Society jokes
Osama Bin Laden, Josef Stalin, and Hitler are robbing a bank, who do the cops shoot first?
A black guy.
I was thrown out of the charity food kitchen on my first night of volunteering.
All I said was, "Hurry up, some of us got homes to go to..."
What does a cannibal do after eating its vegetables?
Sells the wheelchair.
I would never slap a woman, then I’d be destroying property.
Two guys in a car get pulled over by a cop. The cop taps the window, and the window rolls down. "Good evening, gentlemen, we're looking for two pedophiles."
The guy quickly closes the window. Ten seconds later, he lowers it again and says, "Ok, we'll do it."
If you are what you eat,
why is Jeffrey Dahmer white?
What do you call a shoe made by George Floyd?
The Breath Takers.
Why was the orphan so successful?
When the options were either go big or go home, he only had one option :(
Why do white people own a lot of pets?
Because they're not allowed to own people anymore.
What do you call a group of black men hanging from a tree?
Alabama wind chimes.
If two blind people meet, one of them says: "Long time, no see!"
A child, molester, and priest walk into a bar.
He orders a drink.
What did the parent say to Michael Jackson?
"Get off my kid!"
Why are orphans always famous?
Because they say, "Go big or go home," and orphans only have one option.
Why can't blind people eat crawfish?

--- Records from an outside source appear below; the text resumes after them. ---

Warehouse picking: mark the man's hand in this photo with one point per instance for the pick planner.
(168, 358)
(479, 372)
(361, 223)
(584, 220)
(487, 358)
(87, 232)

Because it's seafood!
It's horrible to make jokes about 9/11, but it's not funny when I found out my mate's mum jumped from the 21st floor.
Are you a playground? Because I want to put my kids in you.
What do you call a blind German shepherd?
A Nazi.
I went to a library and I started to make fun of a disabled guy. He started crying, and I said, "Stand up for yourself!"
Why can't you tell an Indian a secret? Because the red dot means they're recording!